National Association of Attorneys General Urges Congress to Align Part 2 with HIPAA
The National Association of Attorneys General (NAAG) has written to Congress demanding changes be made to the “cumbersome & out-of-date” Confidentiality of Substance Use Disorder Patient Records regulations, commonly referred to as 42 CFR Part 2.
NAAG wants the restrictions on Part 2 uses and disclosures to be eased and brought inline with the HIPAA Privacy Rule. Currently, substance abuse treatment records can only be shared with other healthcare providers if consent is obtained from the patient. If that restriction is removed, those treatment records can be shared with other authorized individuals for purposes related to treatment, payment, or healthcare operations, as is the case with other forms of PHI.
In the letter to both the House and Senate, NAAG explained that the Part 2 regulations were created more than 40 years ago at a time when there was an ‘intense stigma’ surrounding substance abuse disorder. It was essential at that time to make sure that individuals suffering from the condition could seek and receive treatment without fear of civil or legal repercussions.
It is still important to protect the privacy of patients by ensuring all of their health information remains private and confidential, but it is also important to make substance abuse records more widely accessible, argues NAAG, as part of efforts to tackle the opioid crisis in the United States.
Treatment disorder information can inform treatment decisions and by making the sharing of that information easier, it will be easier to ensure that patients receive the medical care they need.
NAAG explains in the letter that Part 2 is a barrier to patient care and is hampering efforts to tackle the opioid epidemic. For many providers, complying with HIPAA is complicated enough. Having to also comply with Part 2 regulations puts many providers off offering medicated-assisted treatment (MAT) programs for substance abuse disorder. When MAT services are offered, providers can get around compliance with Part 2 requirements by not advertising those programs. To help tackle the opioid epidemic, access to MAT programs should be improved and those programs should be promoted. Aligning Part 2 with HIPAA will solve the problem.

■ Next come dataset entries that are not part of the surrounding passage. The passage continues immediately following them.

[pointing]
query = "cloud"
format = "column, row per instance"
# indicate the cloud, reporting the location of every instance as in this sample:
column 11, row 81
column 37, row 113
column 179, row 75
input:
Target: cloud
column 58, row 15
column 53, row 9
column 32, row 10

29 State Attorneys General signed the letter calling for closer alignment between Part 2 and HIPAA. Several industry associations have also called for changes to Part 2 to bring it in line with HIPAA. While support is growing, it remains to be seen whether sufficient votes can be found in the House and Senate supporting the Part 2 changes.
A significant number of Reps. and Sens. oppose the proposed changes and believe they could result in a reduction in privacy protections and could discourage individuals with substance abuse disorder from seeking treatment.